A brawny superhero with the emotional depth and spatial awareness of a puppy, the Tick (Peter Serafinowicz) is a rare hero without an origin story—at least none that he’s aware of. His quest is specific, but his motivations are as generic as the nomenclature in the show’s setting, where the amnesic vigilante cheerfully bashes his way through “the City” in pursuit of a villain known as the Terror (Jackie Earle Haley). The Tick must stop the Terror simply because he’s the villain, and not because he has to purge himself of any demons. The Tick’s altruism is entirely unspecific, a reflection of the essential uniformity of most superheroes when stripped of the manifestations of origin trauma. His defining personality trait is a kind of earnest blankness, and his constant amazement with new surroundings is a repeated source of humor.
The aimless Tick finds direction when he meets a timid accountant named Arthur (Griffin Newman), who as a child saw his father killed by debris as the Terror fought a group of heroes known as the Flag Five. When he convinces the Tick to hunt the Terror, Arthur assumes the role of reluctant companion, acting as a conscience and guide for our otherwise hapless hero. With no apparent powers and no courage, Arthur has little to offer the Tick except a fitting cause: Arthur’s traumatic origin is more typical of superheroes than average clerks, and becomes the narrative’s driving force.
The diminutive Arthur staunchly resists his serendipitous entry into the superhero realm, a position that upends the inherent wish fulfillment of zero-to-hero comic stories. He’s fixated with the Terror but sure of his inability to help deliver justice. He wishes only to return to his cubicle and be left alone, and in urgent appeals to the Tick, returns to a seemingly obvious argument: Why should a little person like him take action when superheroes exist?

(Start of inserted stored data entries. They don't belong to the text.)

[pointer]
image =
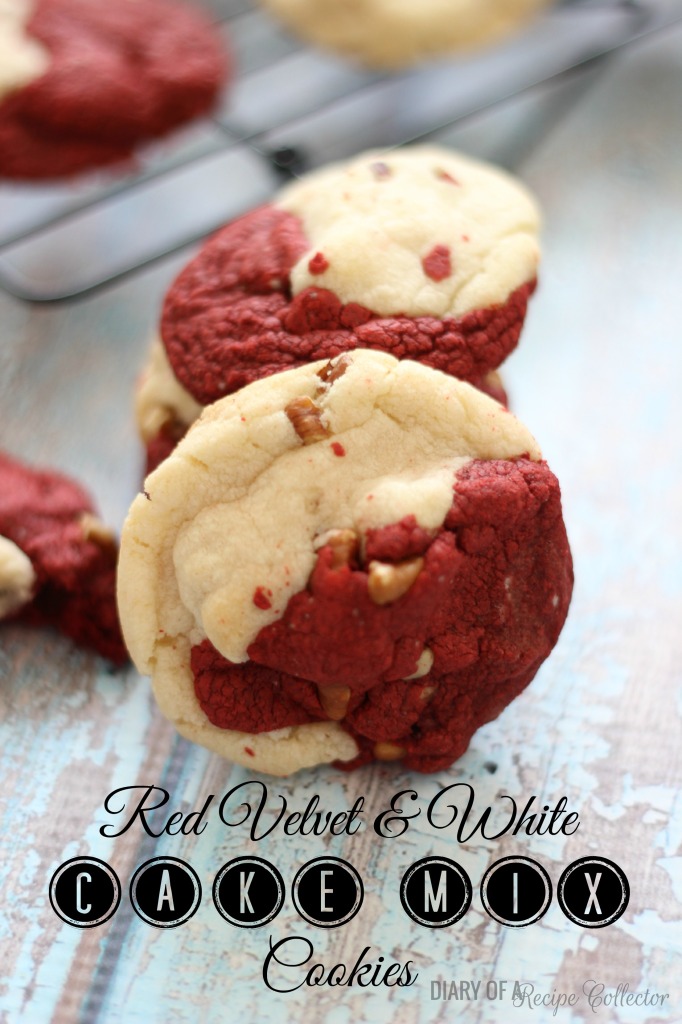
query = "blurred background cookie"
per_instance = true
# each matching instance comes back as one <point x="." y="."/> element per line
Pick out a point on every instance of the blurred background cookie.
<point x="393" y="34"/>
<point x="421" y="252"/>
<point x="83" y="83"/>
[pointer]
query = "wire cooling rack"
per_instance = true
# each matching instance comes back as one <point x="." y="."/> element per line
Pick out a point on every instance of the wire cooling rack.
<point x="292" y="108"/>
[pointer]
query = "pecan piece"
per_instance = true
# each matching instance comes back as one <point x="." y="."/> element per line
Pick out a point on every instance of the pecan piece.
<point x="424" y="665"/>
<point x="305" y="418"/>
<point x="388" y="581"/>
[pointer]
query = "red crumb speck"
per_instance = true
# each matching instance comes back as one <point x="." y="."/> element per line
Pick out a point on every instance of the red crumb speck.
<point x="437" y="264"/>
<point x="318" y="263"/>
<point x="261" y="598"/>
<point x="444" y="176"/>
<point x="380" y="169"/>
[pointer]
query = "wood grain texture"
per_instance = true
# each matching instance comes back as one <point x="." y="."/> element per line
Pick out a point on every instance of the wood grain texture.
<point x="597" y="378"/>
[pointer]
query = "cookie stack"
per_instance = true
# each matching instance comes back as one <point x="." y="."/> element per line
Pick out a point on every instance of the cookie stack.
<point x="354" y="553"/>
<point x="422" y="252"/>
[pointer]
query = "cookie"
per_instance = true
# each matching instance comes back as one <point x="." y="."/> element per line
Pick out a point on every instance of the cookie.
<point x="357" y="558"/>
<point x="57" y="559"/>
<point x="165" y="412"/>
<point x="389" y="35"/>
<point x="421" y="252"/>
<point x="83" y="83"/>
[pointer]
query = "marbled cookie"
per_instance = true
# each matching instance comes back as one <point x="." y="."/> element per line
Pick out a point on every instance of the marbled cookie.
<point x="357" y="558"/>
<point x="84" y="82"/>
<point x="394" y="34"/>
<point x="421" y="252"/>
<point x="57" y="559"/>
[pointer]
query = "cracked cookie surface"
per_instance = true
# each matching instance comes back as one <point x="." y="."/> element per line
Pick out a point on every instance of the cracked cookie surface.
<point x="57" y="559"/>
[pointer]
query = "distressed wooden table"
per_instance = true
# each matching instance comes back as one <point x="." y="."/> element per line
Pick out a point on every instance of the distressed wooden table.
<point x="597" y="377"/>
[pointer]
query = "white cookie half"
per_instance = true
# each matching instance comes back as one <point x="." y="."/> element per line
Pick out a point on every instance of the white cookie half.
<point x="160" y="398"/>
<point x="394" y="34"/>
<point x="383" y="219"/>
<point x="22" y="57"/>
<point x="239" y="506"/>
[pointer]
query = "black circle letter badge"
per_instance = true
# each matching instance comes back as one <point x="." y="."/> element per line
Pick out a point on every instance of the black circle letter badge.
<point x="593" y="892"/>
<point x="516" y="891"/>
<point x="435" y="892"/>
<point x="328" y="892"/>
<point x="248" y="892"/>
<point x="165" y="892"/>
<point x="85" y="892"/>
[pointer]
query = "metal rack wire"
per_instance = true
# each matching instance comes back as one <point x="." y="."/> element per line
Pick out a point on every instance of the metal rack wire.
<point x="292" y="108"/>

The Tick’s reasons for enlisting Arthur have little to do with strategy. He preaches trust in a force he lovingly calls Lady Destiny, and launches into bombastic monologues filled with non sequiturs, urging Arthur to surrender to a heroic fate. Despite Arthur’s passionate rejoinders, the Tick’s seemingly groundless commitment to destiny is vindicated repeatedly as the two characters, always squabbling over Arthur’s role, stumble closer to the Terror.
Lady Destiny, like the Terror or the City, is a generic element in a story that hints at the arbitrary specificity of the personalities, settings, and motivations of superheroes by featuring almost no specificity itself. The Tick’s superpower, the strength of—to use his own words—“a crowded bus stop of men,” is basic, utilitarian, and unrelated to any particular character trait. He has none of the idiosyncrasies or peculiar experiences that obscure the simplistic moralism of comic-book figures, and his insistent reliance on Arthur for motivation and begrudging guidance suggests that superheroes, with all their prodigious abilities, are exactly as valuable as those they’re sworn to protect.
The Tick is a superhero who gleefully revels in his own existence, without the martyr complex and unbearable gravitas that have become hallmarks of the superhero genre. In other respects, the series commits to genre tropes. The Tick dryly dismisses Arthur’s reluctance as “Stage Three: the hero rejects the call,” a knowing wink at convention that breathes some levity into the drawn-out process of Arthur’s development. When he sets off to find the aptly named Overkill (Scott Speiser), a caricature of bloodthirsty vigilantes like Dead Shot and the Punisher, the Tick muses, “I’m off to hunt a villain…or an antihero, I’ll know more when I find him.” These are low-hanging observations in a series that explicitly spoofs comic-book tropes, and The Tick diverges fully from genre when focusing on Arthur, an everyman.
The death of Arthur’s father mirrors the wanton destruction that punctuates most Hollywood comic-book adaptations. Unlike those adaptations, The Tick, which is based on the Ben Edlund comic that’s a self-conscious spoof of the superhero genre, argues for the power of the seemingly powerless: When Arthur eventually agrees to participate alongside the Tick, he arrives at the conclusion that civilians aren’t destined to die as collateral damage, or look on as powerless bystanders. By asserting himself fully in the search for the Terror, Arthur installs a dialogue between the protectors and the protected, reclaiming some power from heroes and villains.
The symbiotic relationship between Arthur and the Tick does more than merely subvert convention. Arthur’s distinct humanity acts as a buoy when The Tick’s cynicism becomes off-putting, and his story lends the gravity necessary to bring balance to the show’s ironic silliness. As it incessantly mocks the excesses of the superhero genre, The Tick threatens to alienate its target audience by incidentally suggesting the show’s own insignificance: If superhero fare is always frivolous, why are we watching?